Submission from Leendert van den Berg received on September 9, 2001 via e-mail
Subject: Consultation Paper on Digital Copyright Issues
To Industry Canada, the Department of Canadian Heritage, the Intellectual Property Policy Directorate and other related agencies:
After reading the CPCDI (Consultation Paper on Digital Copyright Issues, http://strategis.ic.gc.ca/SSG/rp01099e.html ) I feel that I must express my concern with the intellectual property provisions raised in this paper.
It appears that this paper outlines legal issues very similar to those dealt with by the US Digital Millennium Copyright Act (DMCA). The DMCA itself already offers far too much power to publishers while reducing individual's rights, not to mention the fact that it is currently being challenged as unlawful under the US Constitution.
At this very moment the RIAA and other related industries have already abused some of the additional power they gained by the DMCA. For example a number of prominent US computer security researchers have been threatened to be sued under certain sections of the DMCA. This simply for their desire to publish a paper on the security flaws in watermarking schemes designed by members of the Secure Digital Music Alternative (SDMI). The threat of a lawsuit solely for the researchers' desire to improve future developments in this area have gravely chilled other scientists' freedom of expression, not only in the US but worldwide.
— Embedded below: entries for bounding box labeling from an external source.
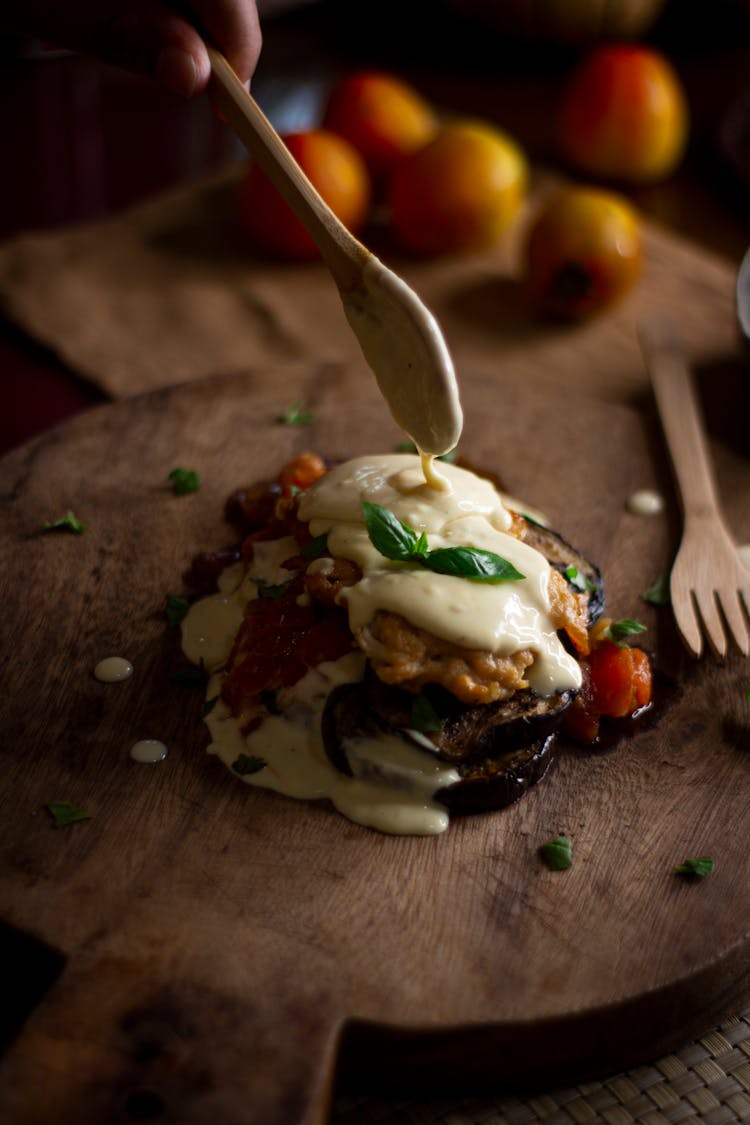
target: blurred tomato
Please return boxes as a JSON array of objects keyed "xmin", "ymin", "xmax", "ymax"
[
  {"xmin": 525, "ymin": 187, "xmax": 642, "ymax": 320},
  {"xmin": 387, "ymin": 120, "xmax": 528, "ymax": 254}
]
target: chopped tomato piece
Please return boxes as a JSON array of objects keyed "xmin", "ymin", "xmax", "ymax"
[{"xmin": 564, "ymin": 640, "xmax": 651, "ymax": 744}]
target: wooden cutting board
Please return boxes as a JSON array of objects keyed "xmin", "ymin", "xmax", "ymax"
[{"xmin": 0, "ymin": 366, "xmax": 750, "ymax": 1125}]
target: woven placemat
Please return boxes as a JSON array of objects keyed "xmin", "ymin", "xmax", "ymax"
[{"xmin": 331, "ymin": 1008, "xmax": 750, "ymax": 1125}]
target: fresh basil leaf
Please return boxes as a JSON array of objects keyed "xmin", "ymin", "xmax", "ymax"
[
  {"xmin": 166, "ymin": 468, "xmax": 201, "ymax": 496},
  {"xmin": 410, "ymin": 695, "xmax": 443, "ymax": 735},
  {"xmin": 675, "ymin": 855, "xmax": 715, "ymax": 879},
  {"xmin": 47, "ymin": 801, "xmax": 91, "ymax": 828},
  {"xmin": 302, "ymin": 531, "xmax": 328, "ymax": 559},
  {"xmin": 604, "ymin": 618, "xmax": 647, "ymax": 648},
  {"xmin": 39, "ymin": 509, "xmax": 85, "ymax": 536},
  {"xmin": 232, "ymin": 754, "xmax": 268, "ymax": 777},
  {"xmin": 419, "ymin": 547, "xmax": 524, "ymax": 583},
  {"xmin": 562, "ymin": 566, "xmax": 596, "ymax": 594},
  {"xmin": 277, "ymin": 402, "xmax": 315, "ymax": 425},
  {"xmin": 164, "ymin": 594, "xmax": 190, "ymax": 626},
  {"xmin": 200, "ymin": 695, "xmax": 219, "ymax": 719},
  {"xmin": 540, "ymin": 836, "xmax": 573, "ymax": 871},
  {"xmin": 362, "ymin": 501, "xmax": 427, "ymax": 563},
  {"xmin": 641, "ymin": 574, "xmax": 671, "ymax": 605}
]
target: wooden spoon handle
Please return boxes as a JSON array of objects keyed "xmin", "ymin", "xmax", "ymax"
[
  {"xmin": 640, "ymin": 320, "xmax": 719, "ymax": 516},
  {"xmin": 208, "ymin": 46, "xmax": 371, "ymax": 291}
]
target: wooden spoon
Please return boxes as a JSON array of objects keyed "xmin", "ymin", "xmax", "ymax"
[{"xmin": 208, "ymin": 47, "xmax": 463, "ymax": 455}]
As a computer engineering student myself I have an interest in computer security and may consider a Canadian university for future graduate research in this area. However, the introduction of laws shaped after the DMCA cause me to fear legal prosecution simply for investigating digital security schemes (in particular those shemes that intend to protect copyrights).
In my opinion the CPDCI provisions only serve the copyright interests of (largely American) corporations, whose main goal is the generation of the largest profits possible rather than individual rights. These CPDCI provisions would amend the Canadian Copyright Act to ban, with few or no exceptions, software and other tools that allow copy prevention technologies to be bypassed. This would violate the Charter of Rights and Freedoms guarantee of freedom of speech, and similar guarantees in the UN Universal Declaration of Human Rights, since such tools are necessary to exercise lawful uses, including fair use, reverse engineering, computer security research and many others.
I urge you to keep in mind the rights of individuals rather than the profit incentives of large corporations. I therefore pledge you to remove these controversial and anti-freedom provisions from the CPDCI language. Although the US government's overly large interest in corporate well-being rather than individual rights has been well reflected in the DMCA, the flaws present in this act should not be imported and forced upon Canadians.